Design Principle: Safe by default, powerful by opt-in. Follow the VS Code workspace trust model — confine operations locally, alert on escalation, and let users unlock capabilities when they understand the implications.


Philosophy

AcaClaw targets scientists who are not security experts.
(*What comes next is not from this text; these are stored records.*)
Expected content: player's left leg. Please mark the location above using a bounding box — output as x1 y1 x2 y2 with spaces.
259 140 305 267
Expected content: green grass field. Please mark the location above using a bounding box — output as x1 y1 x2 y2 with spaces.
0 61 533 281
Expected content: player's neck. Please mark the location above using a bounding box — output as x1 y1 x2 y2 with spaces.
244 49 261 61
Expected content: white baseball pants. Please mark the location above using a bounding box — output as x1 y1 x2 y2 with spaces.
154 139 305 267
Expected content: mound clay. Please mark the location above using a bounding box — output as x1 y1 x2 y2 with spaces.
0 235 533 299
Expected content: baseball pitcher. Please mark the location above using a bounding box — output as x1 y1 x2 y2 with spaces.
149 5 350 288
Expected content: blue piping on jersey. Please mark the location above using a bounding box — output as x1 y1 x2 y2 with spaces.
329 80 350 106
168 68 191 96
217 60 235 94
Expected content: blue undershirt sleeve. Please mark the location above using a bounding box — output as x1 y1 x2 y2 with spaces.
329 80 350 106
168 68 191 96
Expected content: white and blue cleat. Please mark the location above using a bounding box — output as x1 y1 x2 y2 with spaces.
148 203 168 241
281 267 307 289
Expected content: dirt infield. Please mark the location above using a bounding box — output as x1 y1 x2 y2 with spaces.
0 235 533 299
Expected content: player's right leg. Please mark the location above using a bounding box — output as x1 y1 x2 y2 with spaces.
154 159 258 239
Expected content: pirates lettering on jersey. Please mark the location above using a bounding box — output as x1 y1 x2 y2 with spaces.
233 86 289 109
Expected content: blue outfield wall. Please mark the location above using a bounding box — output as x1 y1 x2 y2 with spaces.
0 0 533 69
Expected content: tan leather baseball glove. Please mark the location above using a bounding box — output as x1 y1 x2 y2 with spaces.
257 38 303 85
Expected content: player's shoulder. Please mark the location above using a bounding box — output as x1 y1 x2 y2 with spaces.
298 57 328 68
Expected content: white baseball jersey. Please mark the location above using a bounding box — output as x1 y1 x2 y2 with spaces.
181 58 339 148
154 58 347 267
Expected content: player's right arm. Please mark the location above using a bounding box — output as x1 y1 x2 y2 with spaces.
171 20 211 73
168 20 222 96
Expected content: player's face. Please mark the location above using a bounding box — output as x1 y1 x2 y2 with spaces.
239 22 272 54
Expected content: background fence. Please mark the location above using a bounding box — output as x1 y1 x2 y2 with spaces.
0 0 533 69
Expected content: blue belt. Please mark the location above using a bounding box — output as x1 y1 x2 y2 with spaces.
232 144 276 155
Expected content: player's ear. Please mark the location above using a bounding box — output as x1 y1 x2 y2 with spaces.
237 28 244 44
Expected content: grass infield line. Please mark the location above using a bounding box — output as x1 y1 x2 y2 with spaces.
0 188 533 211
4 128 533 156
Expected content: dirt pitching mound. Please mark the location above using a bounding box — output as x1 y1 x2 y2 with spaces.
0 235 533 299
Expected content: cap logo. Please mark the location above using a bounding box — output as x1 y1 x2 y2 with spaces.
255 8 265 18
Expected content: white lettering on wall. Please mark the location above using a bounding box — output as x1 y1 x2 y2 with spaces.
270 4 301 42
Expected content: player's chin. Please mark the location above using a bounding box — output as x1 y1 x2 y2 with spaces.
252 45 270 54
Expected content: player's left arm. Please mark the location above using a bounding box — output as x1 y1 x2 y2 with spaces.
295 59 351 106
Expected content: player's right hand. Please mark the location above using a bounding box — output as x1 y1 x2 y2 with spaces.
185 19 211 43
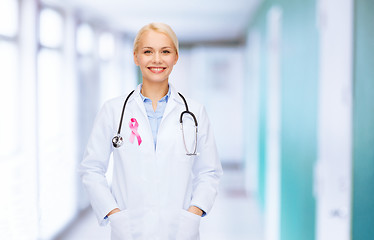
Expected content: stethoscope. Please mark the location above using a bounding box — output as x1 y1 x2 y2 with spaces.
112 90 197 156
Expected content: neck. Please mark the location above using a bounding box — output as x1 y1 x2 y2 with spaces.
141 81 169 103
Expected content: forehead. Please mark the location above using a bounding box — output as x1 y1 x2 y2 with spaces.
139 30 173 48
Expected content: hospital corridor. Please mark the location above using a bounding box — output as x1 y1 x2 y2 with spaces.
0 0 374 240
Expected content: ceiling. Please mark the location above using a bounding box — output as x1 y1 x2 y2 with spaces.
47 0 261 43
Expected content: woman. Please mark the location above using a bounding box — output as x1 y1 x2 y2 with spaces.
81 23 222 240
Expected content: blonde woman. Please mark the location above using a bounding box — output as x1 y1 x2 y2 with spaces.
81 23 222 240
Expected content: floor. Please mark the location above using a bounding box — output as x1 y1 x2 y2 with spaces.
55 168 263 240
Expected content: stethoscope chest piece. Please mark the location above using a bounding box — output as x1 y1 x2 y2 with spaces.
112 134 123 148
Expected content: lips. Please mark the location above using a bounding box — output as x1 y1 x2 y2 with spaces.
148 67 166 73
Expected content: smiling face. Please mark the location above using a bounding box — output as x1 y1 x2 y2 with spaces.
134 30 178 83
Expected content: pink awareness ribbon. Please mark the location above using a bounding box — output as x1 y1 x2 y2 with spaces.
129 118 142 146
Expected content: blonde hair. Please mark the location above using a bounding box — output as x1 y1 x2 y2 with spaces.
134 23 179 55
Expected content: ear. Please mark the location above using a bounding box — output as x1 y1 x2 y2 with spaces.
134 51 139 66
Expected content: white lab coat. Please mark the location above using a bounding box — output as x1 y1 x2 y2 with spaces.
81 84 222 240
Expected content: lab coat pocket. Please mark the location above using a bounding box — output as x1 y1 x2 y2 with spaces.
109 210 133 240
176 209 201 240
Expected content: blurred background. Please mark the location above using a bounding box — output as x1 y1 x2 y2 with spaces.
0 0 374 240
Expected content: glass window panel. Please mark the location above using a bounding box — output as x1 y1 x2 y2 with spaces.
99 33 115 60
38 48 76 239
0 0 18 37
40 8 63 48
77 24 95 55
0 40 18 159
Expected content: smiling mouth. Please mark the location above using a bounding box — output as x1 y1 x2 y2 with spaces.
148 67 166 73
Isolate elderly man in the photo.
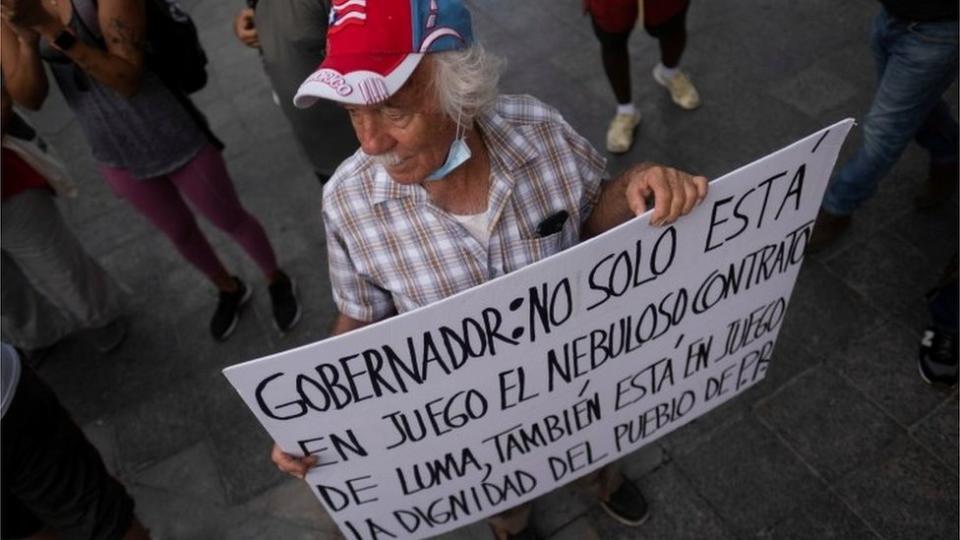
[272,0,707,538]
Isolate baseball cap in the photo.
[293,0,473,108]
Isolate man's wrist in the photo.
[34,20,67,45]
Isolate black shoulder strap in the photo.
[70,0,103,42]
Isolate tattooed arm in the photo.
[28,0,146,97]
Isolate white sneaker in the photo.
[653,65,700,111]
[87,317,127,354]
[607,113,640,154]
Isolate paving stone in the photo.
[771,64,857,117]
[826,231,938,328]
[910,391,960,472]
[576,465,736,539]
[675,417,823,535]
[436,520,491,540]
[136,441,226,504]
[837,438,960,538]
[127,485,242,540]
[757,324,821,399]
[202,378,285,504]
[244,479,337,535]
[756,366,903,482]
[530,481,596,536]
[828,322,943,426]
[225,516,336,540]
[620,440,664,479]
[781,259,884,358]
[756,491,877,540]
[111,379,213,473]
[83,419,120,476]
[887,201,960,270]
[657,382,763,458]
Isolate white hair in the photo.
[430,43,506,128]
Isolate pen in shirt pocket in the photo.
[537,210,570,238]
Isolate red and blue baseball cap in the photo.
[293,0,473,108]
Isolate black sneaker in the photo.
[269,270,300,333]
[805,208,850,255]
[600,478,650,527]
[210,276,251,341]
[917,326,957,386]
[490,525,543,540]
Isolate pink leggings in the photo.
[100,144,277,281]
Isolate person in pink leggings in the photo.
[0,0,300,340]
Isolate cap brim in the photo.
[293,53,423,109]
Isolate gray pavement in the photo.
[16,0,960,540]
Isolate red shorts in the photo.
[583,0,687,34]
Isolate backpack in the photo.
[73,0,207,94]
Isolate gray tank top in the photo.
[40,6,209,179]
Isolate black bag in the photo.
[73,0,207,94]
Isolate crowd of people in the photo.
[0,0,958,539]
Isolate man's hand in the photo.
[624,165,707,226]
[232,7,260,49]
[270,444,317,480]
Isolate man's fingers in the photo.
[626,174,650,216]
[693,176,710,204]
[647,171,673,225]
[680,174,700,216]
[270,444,317,479]
[665,173,689,223]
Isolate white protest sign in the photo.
[224,120,853,539]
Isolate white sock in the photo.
[657,62,680,80]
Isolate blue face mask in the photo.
[426,111,471,182]
[427,137,471,182]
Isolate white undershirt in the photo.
[450,209,490,248]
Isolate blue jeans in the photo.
[823,10,960,216]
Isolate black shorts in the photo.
[591,2,690,45]
[0,366,133,540]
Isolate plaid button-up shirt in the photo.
[323,96,605,322]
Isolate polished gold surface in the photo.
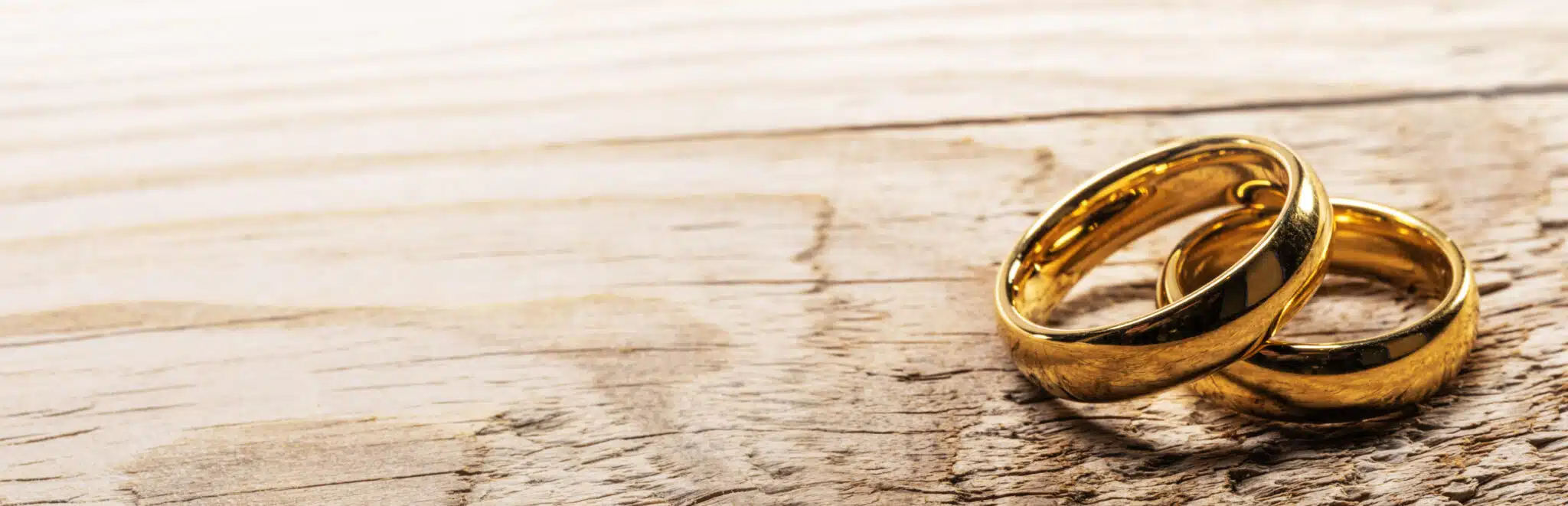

The security model must be:

  1. Invisible when safe — Standard local usage should feel seamless
  2. Loud when escalating — Any action that increases the attack surface must produce a visible alert
  3. Opt-in, never opt-out — Dangerous capabilities are disabled by default
  4. Layered, not binary — Security is a stack of independent controls that users can tune
  5. Follow VS Code’s lead — The Workspace Trust model is well-understood and sufficient

Two Dimensions of Safety

Dimension What it protects Examples
Data Safety Files, research data, experimental results Accidental deletion, overwrites, corruption
Information Safety Credentials, API keys, personal info, research IP Credential leaks, data exfiltration, session hijacking

Security Tiers

AcaClaw provides three tiers, progressing from most convenient to most isolated.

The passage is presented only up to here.